Pour cause, si la part d'électricité d'origine renouvelable a beaucoup progressé ces dernières années, et même doublé en une décennie, son niveau a chuté l'an dernier (une première depuis 1997) à 42% du mix électrique. L'une des principales raisons tient en la faible performance des éoliennes, du fait d'un manque de vent.
Fatalement, dans le même temps, la production d'électricité produite à partir d'énergies fossiles n'a pas faibli, au contraire. Et notamment celle issue du charbon, dont la consommation a crû de près de 18% en 2021, contre +4% pour le gaz naturel. Ainsi, au global, bien que la demande de ce combustible en Allemagne ait été divisée par trois depuis 1990, 28,9% de l'électricité injectée dans le réseau du pays provenait encore de centrales à charbon au premier trimestre 2021, « contre 13% en moyenne dans l'Union européenne », peut-on lire dans la note de l'Institut Jacques Delors. Et l'explosion récente des prix du gaz a encore accentué le phénomène.
« Alors qu'ils atteignent des niveaux jamais vus, la crise donne forcément un avantage au charbon. Et notamment à la lignite [extraite directement sur le territoire, ndlr], qui est le pire de tous. Il faudra observer ce qu'il se passera quand les tarifs du gaz atteindront un niveau plus « normal » », fait valoir Thomas Pellerin-Carlin.
Bientôt des centrales à hydrogène ?
Nul doute que la question fondamentale de la place du gaz dans le mix électrique allemand se posera également. Car là encore, la dépendance du pays à ce combustible fossile persiste. Et ne devrait pas faiblir avec la prochaine mise en route du gazoduc géant Nord Stream 2 (même si l'Allemagne a pour l'heure suspendu le processus de certification). D'autant qu'une sortie du charbon dès 2030 impliquera, pour compenser la perte de production associée, « la construction de centrales à gaz modernes sur le territoire, afin de couvrir les besoins croissants en électricité et en énergie au cours des prochaines années à des prix compétitifs », a récemment fait valoir le chef de la coalition, Olaf Scholz (SPD). Or, les centrales au gaz fossile, si elles polluent moins que celles à la lignite ou la houille, restent aujourd'hui bien plus émettrices de gaz à effet de serre que les réacteurs nucléaires.

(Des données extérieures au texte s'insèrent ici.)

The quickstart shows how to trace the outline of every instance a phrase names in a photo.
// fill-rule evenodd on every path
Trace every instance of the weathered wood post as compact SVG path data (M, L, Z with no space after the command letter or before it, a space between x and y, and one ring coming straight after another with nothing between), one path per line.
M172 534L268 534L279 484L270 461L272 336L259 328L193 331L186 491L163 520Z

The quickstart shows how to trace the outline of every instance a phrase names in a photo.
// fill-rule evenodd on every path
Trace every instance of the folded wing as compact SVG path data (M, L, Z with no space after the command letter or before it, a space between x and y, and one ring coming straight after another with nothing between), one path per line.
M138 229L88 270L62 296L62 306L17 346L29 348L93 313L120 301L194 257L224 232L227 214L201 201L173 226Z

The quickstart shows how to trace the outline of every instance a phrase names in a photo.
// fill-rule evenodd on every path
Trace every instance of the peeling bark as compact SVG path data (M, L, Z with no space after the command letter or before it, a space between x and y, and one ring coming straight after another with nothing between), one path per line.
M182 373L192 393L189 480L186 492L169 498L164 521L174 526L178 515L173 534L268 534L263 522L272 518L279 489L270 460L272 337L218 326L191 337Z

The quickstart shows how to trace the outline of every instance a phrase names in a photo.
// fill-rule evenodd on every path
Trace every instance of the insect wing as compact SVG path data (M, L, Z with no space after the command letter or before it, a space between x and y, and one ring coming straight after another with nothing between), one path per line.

Pour s'en sevrer peu à peu, le gouvernement compte notamment s'appuyer sur l'émergence des gaz bas carbone. Parmi lesquels le biométhane, issu de la fermentation des déchets, ou encore l'hydrogène produit par électrolyse de l'eau grâce au boom des renouvelables. Mais alors qu'un tel scénario implique des paris technologiques forts, la partie semble loin d'être gagnée.